In this documentary, Kay Hannahan travels to Altimir, a tiny village in northwest Bulgaria near the Danube River border with Romania, where she stays with an elderly couple, Yordan and Malinka, their daughter Iva and granddaughter Ioana. The family makes do with the few possessions it has in its ramshackle house where clothes are put out to dry on a dryer next to the heater in the tiny kitchen. Yordan takes Kay on a bicycle trip around the village, showing her various deserted buildings including a church whose grounds are now overrun with foraging chickens, a derelict schoolhouse and several factory buildings where (during Communist rule) upwards of 20 or 50 people used to be busy working at machines and equipment that have since disappeared or degenerated into scrap. They pass by the town hall and the village government building and Yordan tells Kay to film away (the implication is that under Communist rule when the building was in use, people were forbidden to film or take photos of it). While pay cheques were not great, workers were still able to take holidays in mountain areas or go down to the beaches on the Bulgarian coast. Yordan remarks that under capitalism, pay is better but pay cheques fewer and nearly all young people have left the village in search of work and money.

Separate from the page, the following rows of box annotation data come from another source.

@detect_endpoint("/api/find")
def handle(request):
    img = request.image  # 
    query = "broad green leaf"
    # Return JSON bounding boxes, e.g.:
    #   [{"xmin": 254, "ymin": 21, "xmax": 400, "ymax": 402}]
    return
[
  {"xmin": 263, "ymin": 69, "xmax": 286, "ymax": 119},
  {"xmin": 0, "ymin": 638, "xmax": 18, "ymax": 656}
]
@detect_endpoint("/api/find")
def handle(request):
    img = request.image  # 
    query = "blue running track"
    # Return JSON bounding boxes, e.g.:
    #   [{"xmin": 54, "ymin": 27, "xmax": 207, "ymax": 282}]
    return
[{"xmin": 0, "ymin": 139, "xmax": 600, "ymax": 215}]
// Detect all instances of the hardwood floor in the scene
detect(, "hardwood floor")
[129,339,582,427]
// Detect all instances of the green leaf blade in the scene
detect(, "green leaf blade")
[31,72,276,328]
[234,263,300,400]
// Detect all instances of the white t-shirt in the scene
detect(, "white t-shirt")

They visit some friends of Yordan’s, Gosho and his wife, and the three of them reminisce about the old Communist-era times when Gosho could visit Cuba and bring back gifts, and when people could make their own brandy at home. In present-day Bulgaria, people can no longer make brandy or other wines at home due to European Union restrictions. Despite their poverty, Gosho and his wife are generous hosts, making enough brandy to feed a football team, along with lunch made from whatever they can afford from their small fridge.

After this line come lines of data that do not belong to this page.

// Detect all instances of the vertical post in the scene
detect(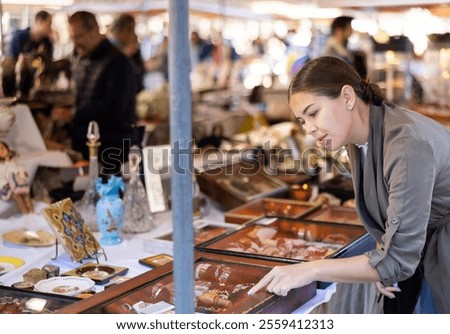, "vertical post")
[169,0,195,313]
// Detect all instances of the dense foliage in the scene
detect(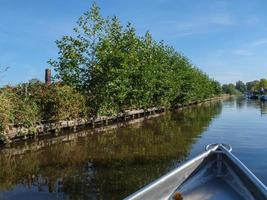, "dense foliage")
[0,83,88,140]
[246,79,267,92]
[222,79,267,95]
[222,83,240,95]
[0,4,221,141]
[0,87,40,132]
[50,4,221,115]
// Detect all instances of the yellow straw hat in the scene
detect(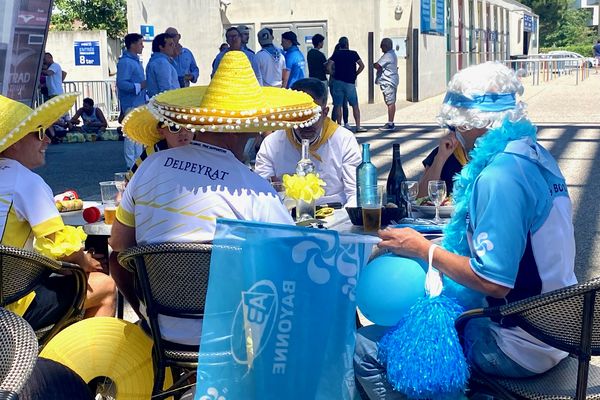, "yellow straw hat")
[40,317,173,400]
[123,51,321,146]
[0,93,79,153]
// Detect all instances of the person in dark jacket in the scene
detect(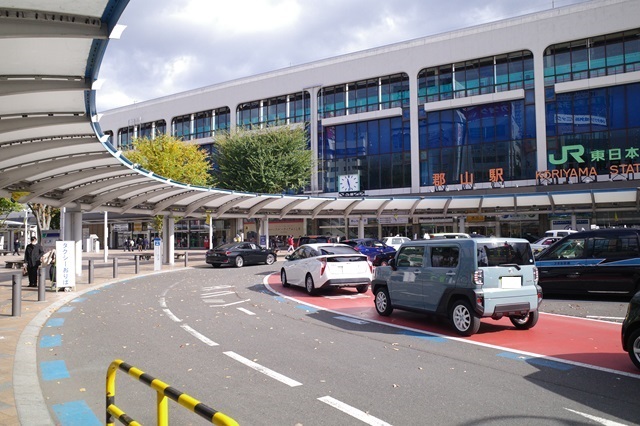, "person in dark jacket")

Everywhere they travel in the village, Kay and Yordan come across quiet and empty streets, overgrown parks, abandoned buildings in various states of decay, and few signs of life. Kay’s skilful use of cinematography, relying heavily on static or slowly moving hand camera, portrays the stillness of an emptying village. The villagers talk about their lives and the life of Altimir under Communism, how there was plenty of factory work to support a population of some 3,500 people, and how things have now changed dramatically under the EU and capitalism. There is no sense of despair or hopelessness however; the elderly folk shrug their shoulders, talk of things as they used to be under Communism, complain about the EU strictures and get on with business as usual. Where the money comes from to buy food for themselves and their animals – Kay’s hosts keep pigs and some cows – is not said in the documentary, but it’s likely that Yordan and Malinka get meagre pension cheques from the Bulgarian government, and their children working in the cities or overseas may send regular remittances as well.

In spite of the village’s dereliction, Kay’s hosts and their neighbours are proud representatives of Altimir, detailing the life that used to exist and showing off its history and war-time monuments. It seems a great tragedy that eventually when the elderly go, the entire village will become a ghost town ripe for the wrecking ball and a politician’s ambition to build a superhighway or a mine for foreign corporations to exploit.

The sense of the villagers’ attachment to Altimir and its past history and identity is strong and the villagers’ hospitality to a stranger whose intentions and background they do not know is very touching. Viewers are left with the sour feeling that life under Communism, while restricted and lacking in freedom, was better for the villagers than what they now have under the EU and neoliberal capitalism.